Besides a FROM clause, there is an INTO clause. For the FROM you will use your defined Input and the Output is used for the INTO. Additionally, there are various new windowing functions available. This will be discussed in another blog. You will find more details about the Stream Analytics Query Language here. For now we use a simple query without those functions. 

The query:

1
2
3
4
5
6
7
8
9
10
11
12
13
14
SELECT   CAST(sensorName as nvarchar(max)) as SensorName
,        CAST(1 as bigint) as MeasurementCount
,        CAST(measurementTime as datetime) as MeasurementTime
,        Temperature
,        Humidity
,        Pressure
,        Altitude
,        Decibel
,        CAST(doorOpen as bigint) as DoorOpen
,        CAST(motion as bigint) as Motion
,        CAST(vibration as bigint) as Vibration
,        Illumination
INTO   [saj-bitools-DB-Output]
FROM   [saj-bitools-DB-Input]

Unfortunately, the testing of the query is not supported in the new Azure Portal. They are working on it.

Azure Portal - Define Query














7) Start the Job
At last you must start the Stream Analytics Job.

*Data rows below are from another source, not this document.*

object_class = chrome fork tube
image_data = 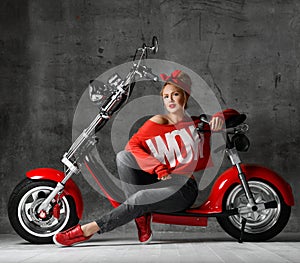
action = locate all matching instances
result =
[226,148,257,208]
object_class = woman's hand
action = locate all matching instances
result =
[158,174,172,181]
[209,117,224,131]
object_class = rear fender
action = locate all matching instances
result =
[193,164,295,214]
[26,168,83,219]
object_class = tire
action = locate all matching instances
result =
[217,180,291,242]
[8,178,79,244]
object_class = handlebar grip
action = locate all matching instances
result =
[143,71,158,82]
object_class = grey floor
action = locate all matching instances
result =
[0,232,300,263]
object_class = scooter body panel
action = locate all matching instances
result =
[26,168,83,219]
[153,164,294,226]
[187,164,294,215]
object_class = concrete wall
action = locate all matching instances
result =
[0,0,300,233]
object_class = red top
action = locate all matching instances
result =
[126,109,238,178]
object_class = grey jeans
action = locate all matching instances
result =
[96,151,198,233]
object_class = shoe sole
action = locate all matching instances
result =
[140,233,153,245]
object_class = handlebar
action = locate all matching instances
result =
[197,114,249,134]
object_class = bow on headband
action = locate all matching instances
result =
[160,69,191,94]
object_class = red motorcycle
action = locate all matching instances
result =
[8,37,294,244]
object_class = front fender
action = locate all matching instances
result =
[26,168,83,219]
[197,164,295,214]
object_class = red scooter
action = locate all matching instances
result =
[8,37,294,244]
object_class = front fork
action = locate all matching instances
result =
[226,148,258,243]
[38,153,79,218]
[226,148,257,207]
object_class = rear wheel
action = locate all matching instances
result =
[8,178,79,244]
[217,180,291,241]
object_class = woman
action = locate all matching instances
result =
[53,70,235,246]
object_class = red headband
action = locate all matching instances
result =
[160,69,191,94]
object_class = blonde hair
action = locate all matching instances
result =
[159,82,190,109]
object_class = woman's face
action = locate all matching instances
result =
[162,84,186,113]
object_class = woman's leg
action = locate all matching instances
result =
[116,151,158,198]
[95,179,198,233]
[53,176,198,246]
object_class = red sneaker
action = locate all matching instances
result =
[135,213,152,244]
[53,224,92,247]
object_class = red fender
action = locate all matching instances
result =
[188,164,295,217]
[26,168,83,219]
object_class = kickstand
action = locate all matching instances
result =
[238,217,247,243]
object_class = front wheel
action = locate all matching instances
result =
[217,180,291,242]
[8,178,79,244]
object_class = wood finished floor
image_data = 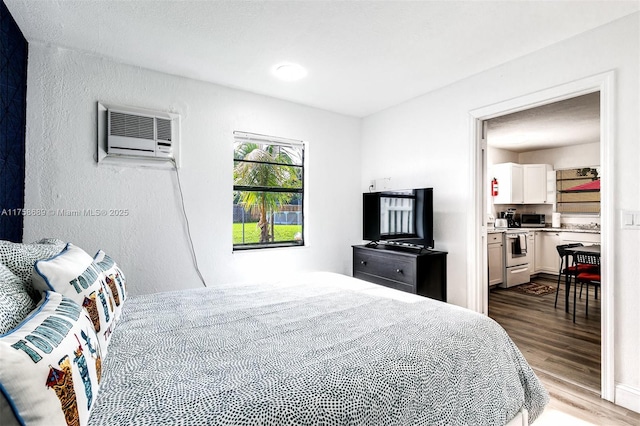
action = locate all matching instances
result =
[489,277,640,426]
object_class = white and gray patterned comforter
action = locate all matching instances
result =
[89,273,548,426]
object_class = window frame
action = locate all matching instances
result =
[232,131,307,252]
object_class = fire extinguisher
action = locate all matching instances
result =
[491,178,498,197]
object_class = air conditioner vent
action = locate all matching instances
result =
[156,118,171,142]
[111,111,154,140]
[98,103,180,164]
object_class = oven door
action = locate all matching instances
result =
[505,232,528,267]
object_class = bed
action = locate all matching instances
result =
[0,241,548,426]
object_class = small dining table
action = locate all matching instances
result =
[564,244,600,312]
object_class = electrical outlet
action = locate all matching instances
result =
[620,210,640,230]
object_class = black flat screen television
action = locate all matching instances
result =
[362,188,434,249]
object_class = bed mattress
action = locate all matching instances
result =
[89,273,548,426]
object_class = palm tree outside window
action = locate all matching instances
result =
[233,132,304,250]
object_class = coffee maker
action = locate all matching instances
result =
[500,209,520,228]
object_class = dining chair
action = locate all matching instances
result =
[573,253,600,322]
[553,243,584,311]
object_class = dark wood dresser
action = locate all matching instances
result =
[353,245,447,302]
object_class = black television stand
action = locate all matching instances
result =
[353,243,447,302]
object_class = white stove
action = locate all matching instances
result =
[503,228,533,287]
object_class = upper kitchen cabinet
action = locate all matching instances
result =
[491,163,524,204]
[491,163,554,204]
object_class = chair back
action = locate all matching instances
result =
[556,243,584,260]
[575,253,600,266]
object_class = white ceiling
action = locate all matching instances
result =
[4,0,640,117]
[487,92,600,152]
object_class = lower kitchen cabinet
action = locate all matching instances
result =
[534,231,563,274]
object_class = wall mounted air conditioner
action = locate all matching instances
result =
[98,103,180,167]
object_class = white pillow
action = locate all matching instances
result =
[0,263,36,334]
[0,292,102,426]
[93,250,127,320]
[0,238,67,305]
[33,243,115,357]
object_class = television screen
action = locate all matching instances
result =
[363,188,434,248]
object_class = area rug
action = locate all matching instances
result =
[510,283,556,296]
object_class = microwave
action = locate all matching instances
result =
[520,213,545,228]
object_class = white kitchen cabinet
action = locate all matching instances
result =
[534,231,565,275]
[522,164,553,204]
[560,232,600,246]
[491,163,524,204]
[487,232,504,286]
[490,163,555,204]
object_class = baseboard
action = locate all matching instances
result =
[615,384,640,413]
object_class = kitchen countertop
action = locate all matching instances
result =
[487,225,600,234]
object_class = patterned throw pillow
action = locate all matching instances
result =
[93,250,127,320]
[0,292,102,426]
[33,243,115,356]
[0,238,67,302]
[0,263,36,334]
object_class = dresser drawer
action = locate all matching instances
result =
[353,250,415,287]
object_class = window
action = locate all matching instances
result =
[233,132,304,250]
[556,167,600,213]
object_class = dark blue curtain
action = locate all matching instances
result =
[0,1,28,242]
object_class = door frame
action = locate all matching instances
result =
[467,71,615,402]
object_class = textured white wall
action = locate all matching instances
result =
[361,13,640,400]
[518,143,600,170]
[24,43,361,294]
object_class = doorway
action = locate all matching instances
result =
[468,72,615,401]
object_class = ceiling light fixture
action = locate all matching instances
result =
[273,62,307,81]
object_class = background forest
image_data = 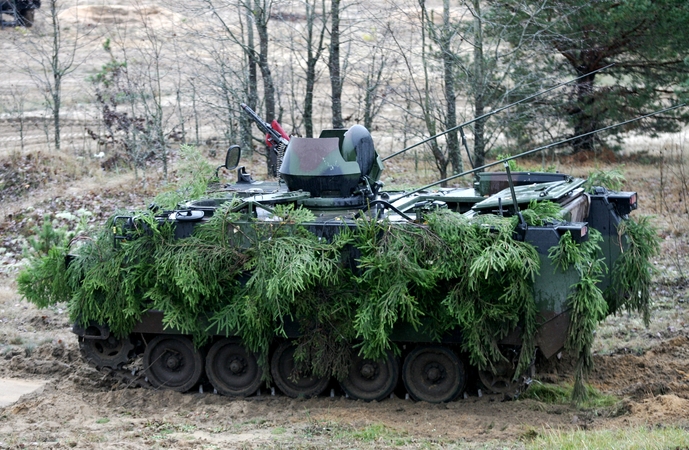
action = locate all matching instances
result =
[0,0,689,178]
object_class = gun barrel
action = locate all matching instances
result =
[241,103,284,144]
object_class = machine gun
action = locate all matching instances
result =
[241,103,289,157]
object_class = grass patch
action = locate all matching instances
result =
[526,427,689,450]
[335,423,409,445]
[519,381,620,409]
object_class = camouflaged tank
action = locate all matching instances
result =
[74,117,637,402]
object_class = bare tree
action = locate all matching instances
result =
[19,0,94,150]
[328,0,344,128]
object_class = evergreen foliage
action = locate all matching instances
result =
[549,228,607,403]
[605,216,660,326]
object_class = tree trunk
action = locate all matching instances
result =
[50,0,62,151]
[328,0,344,128]
[303,2,325,138]
[472,0,486,167]
[570,67,598,153]
[440,0,464,178]
[253,0,278,176]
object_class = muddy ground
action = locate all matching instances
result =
[0,279,689,449]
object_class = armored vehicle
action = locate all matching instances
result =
[0,0,41,27]
[19,103,647,402]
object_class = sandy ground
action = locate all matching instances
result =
[0,296,689,449]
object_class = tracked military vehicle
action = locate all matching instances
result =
[19,88,664,403]
[57,114,637,402]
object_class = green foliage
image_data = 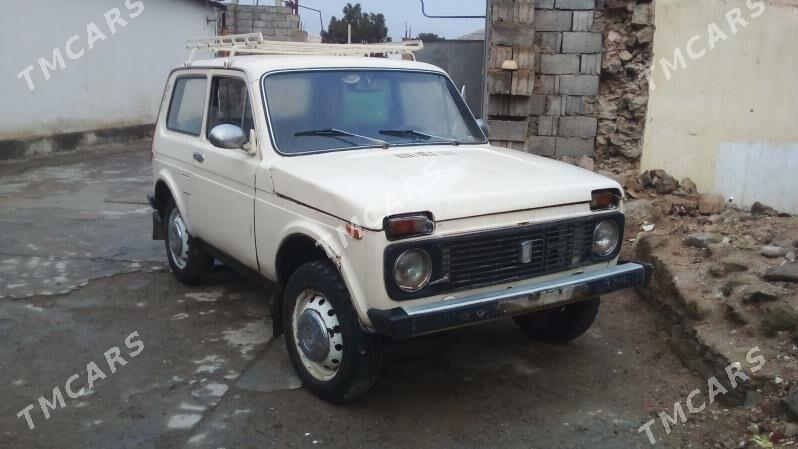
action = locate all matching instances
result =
[321,3,391,44]
[416,33,446,42]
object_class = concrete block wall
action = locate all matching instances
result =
[486,0,540,150]
[223,5,307,42]
[526,0,604,157]
[488,0,605,157]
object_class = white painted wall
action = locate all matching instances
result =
[0,0,215,140]
[641,0,798,213]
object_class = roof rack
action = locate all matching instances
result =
[186,33,424,66]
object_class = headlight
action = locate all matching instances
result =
[393,249,432,293]
[593,220,621,257]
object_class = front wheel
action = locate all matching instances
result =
[164,200,213,285]
[514,298,601,344]
[283,261,382,403]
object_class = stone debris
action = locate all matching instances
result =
[751,201,779,217]
[632,175,798,434]
[596,0,654,161]
[765,301,798,331]
[685,232,723,248]
[698,193,726,215]
[759,245,787,259]
[764,262,798,282]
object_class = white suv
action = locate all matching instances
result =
[150,37,650,402]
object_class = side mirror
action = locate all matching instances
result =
[208,125,247,150]
[477,119,490,138]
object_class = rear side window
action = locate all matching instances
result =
[166,77,207,136]
[207,77,255,142]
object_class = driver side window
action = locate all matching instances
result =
[207,77,255,144]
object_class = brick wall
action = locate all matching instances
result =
[223,5,307,42]
[488,0,604,156]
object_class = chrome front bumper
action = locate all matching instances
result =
[368,263,651,340]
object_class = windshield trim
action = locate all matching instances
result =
[260,67,489,157]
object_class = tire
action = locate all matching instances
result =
[164,199,213,286]
[282,260,382,404]
[514,298,601,344]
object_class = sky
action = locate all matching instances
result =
[241,0,485,41]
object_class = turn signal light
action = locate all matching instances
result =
[590,189,621,211]
[385,215,435,240]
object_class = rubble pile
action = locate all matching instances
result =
[596,0,654,161]
[622,170,798,447]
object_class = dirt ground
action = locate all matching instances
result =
[0,145,748,449]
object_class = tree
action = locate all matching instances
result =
[416,33,446,42]
[321,3,391,44]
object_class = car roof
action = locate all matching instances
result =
[186,55,445,79]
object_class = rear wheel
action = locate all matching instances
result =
[514,298,601,344]
[164,200,213,285]
[283,261,382,403]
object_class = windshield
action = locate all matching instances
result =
[264,70,485,154]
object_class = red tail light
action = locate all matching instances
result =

You can choose between ad-hoc (now) or a scheduled day and time (custom).

Azure Portal - Start the Stream Analytics Job














Result
We have started the Stream Analytics Job and now we want to see the result. Go back to your SQL Server Management Studio and connect to the Azure Database. When you look at the table, you must see the results. In our case we have sent 100 messages to our database. The messages are sent every 10 seconds.

SQL Server Management Studio - Table results











Conclusion
The steps are logical, but the sequence of the execution is very important. Also be careful about which database you buy, because there are big differences between the prices.